Academically clever people aren’t always very successful or healthy in the workplace – it’s emotional intelligence that determines success at work for the most part, so they say. Exam results tell you nothing about how someone will work in a team, or if they understand what collaboration is (it’s not thinly disguised competition with your peers), or if they have the ability to learn from their mistakes as they go along. They won’t tell you if someone is a perfectionist, half-paralysed by the fear of failure, or a goody-goody whose main skill is providing what people want to hear, or someone who can’t decide anything for themselves without someone else telling them what it is. 

All these people can achieve very good exam results. But do they know how to make good decisions about their life that are authentic to their interests and strengths? Do they have a reflex to tolerance, kindness and inclusion? Does their concept of well-being lead to good long-term health both physical and mental? Are they empathetic? Resilient? Can they listen to other people?

So, if that’s what education can really offer, although it can’t be measured, where is it that these other ‘lessons’ are learned and taught? In 1800 Henry Brandreth published a paper called ‘Work first or play first, some considerations for Eton Masters’ and seems to have set in motion the thinking that led to the later Victorian view that had faith in an almost magical power of sport to provide these things – and it’s not difficult to argue that teamwork, empathy and resilience can be picked up in the big green classroom with your shorts on. 

But not by everybody, quite obviously. Arguably, the higher the level of sport you play the fewer of these lessons seem to stick, until you get to the point where cheating is perfectly acceptable in elite sport as a means of gaining competitive advantage. And not all at the same time: some of these lessons will only be learnt years after the original stimulus, after reflection, failure and hardship have been added to the mix. 

And what of that reflex towards kindness, tolerance and inclusivity? It’s not always to be found on social media, and it’s harder to find in politics than you might expect. Perhaps its strength is in its very invisibility, hidden away in everyday acts of kindness.

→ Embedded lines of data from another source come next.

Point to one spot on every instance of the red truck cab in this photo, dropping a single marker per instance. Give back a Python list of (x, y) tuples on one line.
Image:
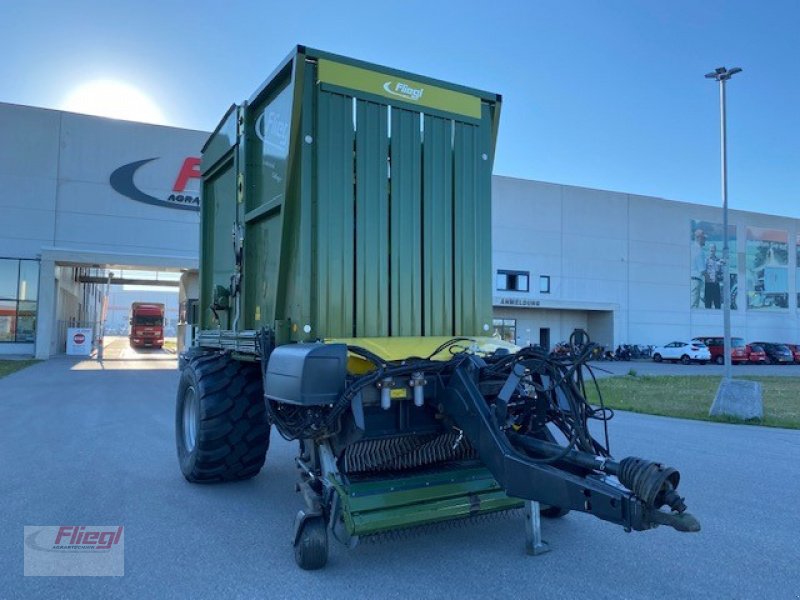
[(147, 325)]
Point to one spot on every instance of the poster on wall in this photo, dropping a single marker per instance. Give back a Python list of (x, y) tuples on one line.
[(767, 269), (707, 267)]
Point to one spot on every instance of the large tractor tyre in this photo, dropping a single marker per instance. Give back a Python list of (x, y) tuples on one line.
[(221, 425)]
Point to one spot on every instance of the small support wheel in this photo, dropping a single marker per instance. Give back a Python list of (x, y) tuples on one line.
[(311, 544), (553, 512)]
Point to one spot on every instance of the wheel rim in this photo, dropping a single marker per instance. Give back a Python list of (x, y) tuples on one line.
[(190, 415)]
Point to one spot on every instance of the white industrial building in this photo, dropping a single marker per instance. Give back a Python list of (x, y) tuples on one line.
[(81, 197), (85, 196)]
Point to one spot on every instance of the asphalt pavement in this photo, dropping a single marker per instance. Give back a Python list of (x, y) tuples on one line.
[(84, 442), (650, 367)]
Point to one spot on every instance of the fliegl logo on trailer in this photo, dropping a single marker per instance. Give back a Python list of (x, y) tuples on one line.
[(403, 90), (84, 550), (180, 198)]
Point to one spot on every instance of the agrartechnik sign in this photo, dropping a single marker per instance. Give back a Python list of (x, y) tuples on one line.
[(122, 181)]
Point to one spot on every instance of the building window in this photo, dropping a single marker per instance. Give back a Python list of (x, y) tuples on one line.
[(513, 281), (506, 329), (19, 292), (544, 284)]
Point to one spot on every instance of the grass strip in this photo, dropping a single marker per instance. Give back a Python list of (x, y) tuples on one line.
[(691, 397)]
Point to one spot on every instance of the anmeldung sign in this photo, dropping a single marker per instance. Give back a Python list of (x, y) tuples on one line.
[(79, 341)]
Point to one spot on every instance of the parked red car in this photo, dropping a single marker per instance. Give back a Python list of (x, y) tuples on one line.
[(716, 346), (756, 354), (795, 348)]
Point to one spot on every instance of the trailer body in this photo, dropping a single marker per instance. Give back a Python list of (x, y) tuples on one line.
[(345, 301), (358, 199)]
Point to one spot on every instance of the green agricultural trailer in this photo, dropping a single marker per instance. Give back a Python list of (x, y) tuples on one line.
[(345, 302)]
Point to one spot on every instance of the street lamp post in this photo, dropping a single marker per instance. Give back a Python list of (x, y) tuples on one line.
[(721, 74)]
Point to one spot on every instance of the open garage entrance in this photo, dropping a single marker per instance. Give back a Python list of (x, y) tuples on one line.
[(87, 297)]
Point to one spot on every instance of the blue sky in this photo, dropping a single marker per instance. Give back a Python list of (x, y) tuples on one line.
[(604, 94)]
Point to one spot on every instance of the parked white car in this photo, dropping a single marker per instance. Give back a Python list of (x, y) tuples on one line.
[(685, 352)]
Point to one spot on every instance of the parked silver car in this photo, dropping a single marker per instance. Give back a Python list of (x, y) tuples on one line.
[(686, 352)]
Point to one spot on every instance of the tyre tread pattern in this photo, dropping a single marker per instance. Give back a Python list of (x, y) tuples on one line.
[(233, 435)]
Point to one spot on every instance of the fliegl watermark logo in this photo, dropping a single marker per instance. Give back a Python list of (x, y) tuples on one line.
[(403, 90), (84, 550)]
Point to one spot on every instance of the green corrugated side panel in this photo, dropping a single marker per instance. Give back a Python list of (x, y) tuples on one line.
[(473, 240), (437, 202), (334, 216), (219, 207), (406, 227), (372, 220), (294, 293), (483, 274)]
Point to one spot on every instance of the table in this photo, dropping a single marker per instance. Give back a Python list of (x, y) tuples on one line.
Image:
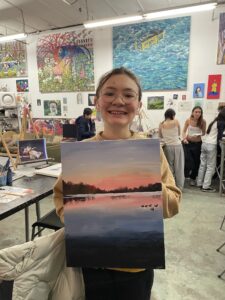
[(42, 187)]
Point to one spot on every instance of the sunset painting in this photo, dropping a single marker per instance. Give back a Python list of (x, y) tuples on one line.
[(113, 204)]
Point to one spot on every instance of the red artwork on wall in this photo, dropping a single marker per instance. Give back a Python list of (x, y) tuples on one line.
[(214, 83)]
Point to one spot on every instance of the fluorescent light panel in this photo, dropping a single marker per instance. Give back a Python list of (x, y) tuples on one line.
[(152, 15), (7, 38)]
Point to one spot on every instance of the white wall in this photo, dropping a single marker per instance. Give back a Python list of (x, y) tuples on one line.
[(202, 62)]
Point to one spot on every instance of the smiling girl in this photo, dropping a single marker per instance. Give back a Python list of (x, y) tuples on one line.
[(118, 99)]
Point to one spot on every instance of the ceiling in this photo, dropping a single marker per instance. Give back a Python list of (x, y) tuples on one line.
[(30, 16)]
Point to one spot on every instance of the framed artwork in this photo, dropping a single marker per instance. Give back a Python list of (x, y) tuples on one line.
[(118, 209), (66, 62), (91, 98), (221, 40), (160, 49), (198, 90), (22, 85), (52, 108), (155, 102), (214, 83), (32, 150)]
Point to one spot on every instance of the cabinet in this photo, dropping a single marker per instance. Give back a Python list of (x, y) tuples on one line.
[(10, 119)]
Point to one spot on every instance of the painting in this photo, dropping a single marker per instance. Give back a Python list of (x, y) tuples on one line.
[(66, 62), (22, 85), (13, 59), (52, 108), (32, 150), (113, 208), (214, 83), (157, 52), (155, 102), (198, 90), (185, 106), (221, 41), (91, 99)]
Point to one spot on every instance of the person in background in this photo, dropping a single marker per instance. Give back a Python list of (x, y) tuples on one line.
[(118, 99), (194, 129), (85, 125), (169, 132), (208, 157)]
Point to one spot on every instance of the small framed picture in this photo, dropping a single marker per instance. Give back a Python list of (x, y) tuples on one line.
[(91, 98)]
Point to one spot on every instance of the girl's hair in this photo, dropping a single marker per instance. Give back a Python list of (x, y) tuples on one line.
[(220, 117), (118, 71), (200, 120), (169, 114)]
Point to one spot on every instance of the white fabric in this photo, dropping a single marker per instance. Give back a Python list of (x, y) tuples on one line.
[(39, 270), (211, 138)]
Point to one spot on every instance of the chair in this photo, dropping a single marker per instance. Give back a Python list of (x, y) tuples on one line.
[(50, 221)]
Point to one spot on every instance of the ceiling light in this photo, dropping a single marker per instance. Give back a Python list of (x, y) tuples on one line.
[(180, 10), (107, 22), (7, 38)]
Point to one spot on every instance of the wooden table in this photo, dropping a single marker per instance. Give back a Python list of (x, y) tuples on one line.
[(42, 187)]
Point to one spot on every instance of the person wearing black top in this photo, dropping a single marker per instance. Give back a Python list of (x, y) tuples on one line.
[(85, 125)]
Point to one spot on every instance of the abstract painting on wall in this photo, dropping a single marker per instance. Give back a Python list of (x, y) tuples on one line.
[(13, 59), (157, 52), (198, 90), (214, 84), (155, 102), (66, 62), (113, 208), (221, 41)]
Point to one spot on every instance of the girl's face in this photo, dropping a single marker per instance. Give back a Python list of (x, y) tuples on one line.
[(118, 101), (197, 113)]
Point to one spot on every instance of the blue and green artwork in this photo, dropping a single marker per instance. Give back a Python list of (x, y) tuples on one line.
[(157, 52)]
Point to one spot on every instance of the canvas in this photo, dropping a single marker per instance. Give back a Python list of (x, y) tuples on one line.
[(13, 59), (113, 204), (156, 51), (214, 84), (66, 62), (31, 151)]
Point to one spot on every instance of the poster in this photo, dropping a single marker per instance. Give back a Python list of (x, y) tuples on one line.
[(156, 51), (221, 41), (13, 59), (214, 82), (198, 90), (155, 102), (66, 62), (113, 207)]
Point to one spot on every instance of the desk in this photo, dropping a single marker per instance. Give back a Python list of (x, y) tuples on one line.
[(42, 187)]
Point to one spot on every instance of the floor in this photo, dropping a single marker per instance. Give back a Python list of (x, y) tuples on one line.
[(191, 239)]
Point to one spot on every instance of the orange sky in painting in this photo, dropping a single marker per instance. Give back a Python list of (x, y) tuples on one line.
[(126, 180)]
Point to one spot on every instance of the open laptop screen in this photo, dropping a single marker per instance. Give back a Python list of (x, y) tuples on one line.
[(31, 151)]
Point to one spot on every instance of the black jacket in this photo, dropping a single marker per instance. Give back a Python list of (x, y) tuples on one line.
[(85, 128)]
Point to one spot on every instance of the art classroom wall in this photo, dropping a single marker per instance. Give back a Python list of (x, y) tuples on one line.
[(202, 62)]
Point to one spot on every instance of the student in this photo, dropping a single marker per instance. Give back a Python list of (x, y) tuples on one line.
[(194, 129), (85, 125), (211, 140), (169, 132), (118, 99)]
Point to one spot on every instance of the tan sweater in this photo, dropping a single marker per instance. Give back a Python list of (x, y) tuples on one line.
[(171, 195)]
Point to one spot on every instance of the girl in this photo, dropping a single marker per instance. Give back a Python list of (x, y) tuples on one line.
[(209, 152), (118, 99), (169, 131), (194, 128)]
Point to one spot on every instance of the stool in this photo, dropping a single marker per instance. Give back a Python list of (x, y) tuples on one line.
[(50, 221)]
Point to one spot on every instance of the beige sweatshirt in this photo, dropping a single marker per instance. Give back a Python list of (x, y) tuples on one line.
[(171, 195)]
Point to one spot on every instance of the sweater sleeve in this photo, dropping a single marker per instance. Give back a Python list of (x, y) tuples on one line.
[(171, 195)]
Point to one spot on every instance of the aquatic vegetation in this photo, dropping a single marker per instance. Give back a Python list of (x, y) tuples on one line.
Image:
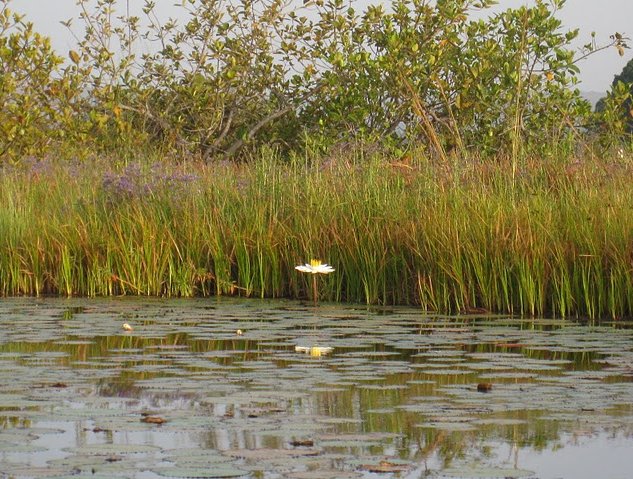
[(395, 390), (315, 267), (472, 238)]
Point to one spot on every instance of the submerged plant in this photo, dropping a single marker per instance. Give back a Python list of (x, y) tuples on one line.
[(315, 267)]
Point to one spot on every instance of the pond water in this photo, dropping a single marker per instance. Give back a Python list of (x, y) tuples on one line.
[(220, 388)]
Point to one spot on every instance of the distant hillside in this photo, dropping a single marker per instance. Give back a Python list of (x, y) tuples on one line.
[(592, 96)]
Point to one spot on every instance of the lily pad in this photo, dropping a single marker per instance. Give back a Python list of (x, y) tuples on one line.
[(485, 472)]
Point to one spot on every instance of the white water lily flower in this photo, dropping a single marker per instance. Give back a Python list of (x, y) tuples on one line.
[(314, 351), (315, 267)]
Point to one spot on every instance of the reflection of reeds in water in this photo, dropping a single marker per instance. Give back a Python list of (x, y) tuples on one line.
[(460, 236)]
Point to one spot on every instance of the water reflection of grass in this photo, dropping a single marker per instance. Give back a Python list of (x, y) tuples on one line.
[(458, 237)]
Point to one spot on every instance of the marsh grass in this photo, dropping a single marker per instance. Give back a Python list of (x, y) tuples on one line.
[(454, 236)]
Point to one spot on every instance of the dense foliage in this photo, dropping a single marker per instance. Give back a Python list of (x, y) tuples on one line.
[(458, 239), (238, 74)]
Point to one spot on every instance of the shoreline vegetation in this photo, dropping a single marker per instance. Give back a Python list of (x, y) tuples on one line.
[(462, 236), (432, 158)]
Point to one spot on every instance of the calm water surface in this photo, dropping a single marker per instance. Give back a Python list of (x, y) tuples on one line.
[(262, 389)]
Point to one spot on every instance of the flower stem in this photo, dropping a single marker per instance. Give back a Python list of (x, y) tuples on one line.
[(314, 289)]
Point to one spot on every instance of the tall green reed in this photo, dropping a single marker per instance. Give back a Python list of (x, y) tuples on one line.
[(451, 236)]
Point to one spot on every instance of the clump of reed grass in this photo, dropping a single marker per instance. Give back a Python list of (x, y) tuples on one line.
[(453, 236)]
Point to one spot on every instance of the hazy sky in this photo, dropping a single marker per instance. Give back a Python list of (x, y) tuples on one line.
[(605, 17)]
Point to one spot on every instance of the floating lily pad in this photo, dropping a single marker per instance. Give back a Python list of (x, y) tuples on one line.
[(213, 472), (113, 449), (485, 472)]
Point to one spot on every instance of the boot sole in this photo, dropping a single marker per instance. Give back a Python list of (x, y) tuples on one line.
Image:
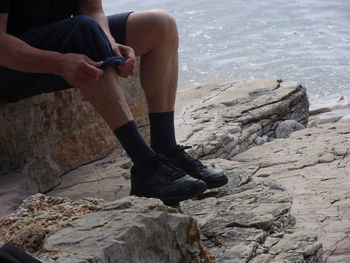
[(195, 189)]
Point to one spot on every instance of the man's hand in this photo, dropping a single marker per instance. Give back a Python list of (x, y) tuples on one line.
[(128, 68), (79, 70)]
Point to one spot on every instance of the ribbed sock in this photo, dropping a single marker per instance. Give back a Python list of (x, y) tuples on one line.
[(133, 143), (163, 138)]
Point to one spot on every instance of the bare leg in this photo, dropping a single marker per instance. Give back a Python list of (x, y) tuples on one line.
[(108, 98), (153, 35)]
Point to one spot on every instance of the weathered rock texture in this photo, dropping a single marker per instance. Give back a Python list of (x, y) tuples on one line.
[(314, 166), (228, 118), (250, 221), (93, 230), (45, 136)]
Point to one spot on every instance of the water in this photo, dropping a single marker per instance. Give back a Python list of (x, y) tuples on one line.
[(302, 40)]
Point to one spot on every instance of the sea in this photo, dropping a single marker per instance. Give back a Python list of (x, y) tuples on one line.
[(307, 41)]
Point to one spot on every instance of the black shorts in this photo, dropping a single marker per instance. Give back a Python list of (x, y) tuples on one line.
[(79, 34)]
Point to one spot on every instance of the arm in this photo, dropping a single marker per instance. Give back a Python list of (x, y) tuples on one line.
[(78, 70), (93, 8), (16, 54)]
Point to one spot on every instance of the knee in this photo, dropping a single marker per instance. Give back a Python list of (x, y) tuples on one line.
[(87, 37), (83, 21), (164, 26)]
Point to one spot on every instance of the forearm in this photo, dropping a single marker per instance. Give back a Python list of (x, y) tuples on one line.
[(18, 55)]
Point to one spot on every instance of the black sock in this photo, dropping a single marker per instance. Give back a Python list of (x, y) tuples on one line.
[(133, 143), (163, 132)]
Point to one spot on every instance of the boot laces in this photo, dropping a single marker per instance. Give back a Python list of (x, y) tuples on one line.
[(164, 167), (190, 161)]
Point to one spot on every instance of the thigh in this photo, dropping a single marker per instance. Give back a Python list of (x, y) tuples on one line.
[(78, 35), (117, 25)]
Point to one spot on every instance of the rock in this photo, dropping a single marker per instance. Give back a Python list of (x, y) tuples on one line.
[(250, 221), (285, 128), (93, 230), (226, 118), (45, 136), (313, 165)]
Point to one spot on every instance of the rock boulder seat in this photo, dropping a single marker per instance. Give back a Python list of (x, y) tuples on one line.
[(45, 136)]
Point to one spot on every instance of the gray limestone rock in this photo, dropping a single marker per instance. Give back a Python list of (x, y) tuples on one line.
[(93, 230), (285, 128), (250, 221), (231, 117)]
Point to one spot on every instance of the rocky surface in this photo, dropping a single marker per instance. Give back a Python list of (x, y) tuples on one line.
[(250, 221), (109, 178), (314, 166), (131, 229), (286, 200), (226, 118), (45, 136)]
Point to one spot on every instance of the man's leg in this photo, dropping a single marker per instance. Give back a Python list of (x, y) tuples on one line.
[(154, 36)]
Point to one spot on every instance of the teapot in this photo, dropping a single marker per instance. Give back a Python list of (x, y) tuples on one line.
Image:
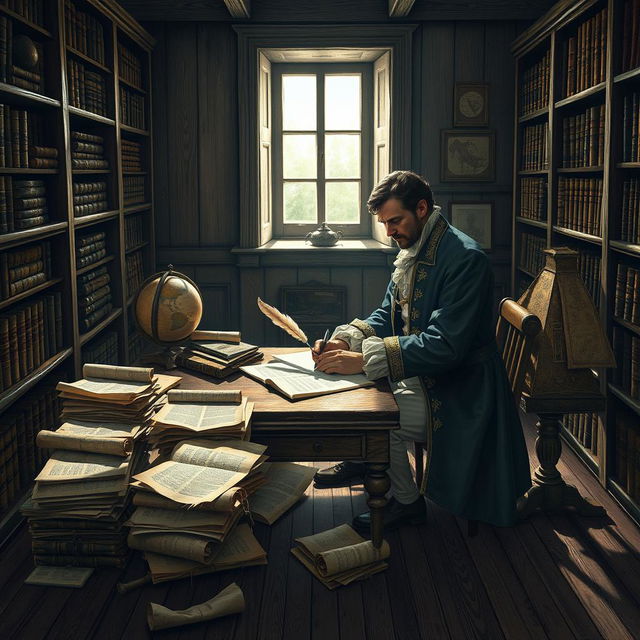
[(323, 236)]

In the 1870s, an anonymous Etonian is quoted as saying “we are often told that they taught us nothing at Eton, that may be so, but I think they taught it very well”. Have teachers really been bluffing it since then? One of Eton’s declared aims is for its students to be ‘safe and happy’ – no mention of A grades there, and no need for them either. Perhaps the exam grades take care of themselves – if you have a purposeful, healthy and safe environment in which curious children can thrive.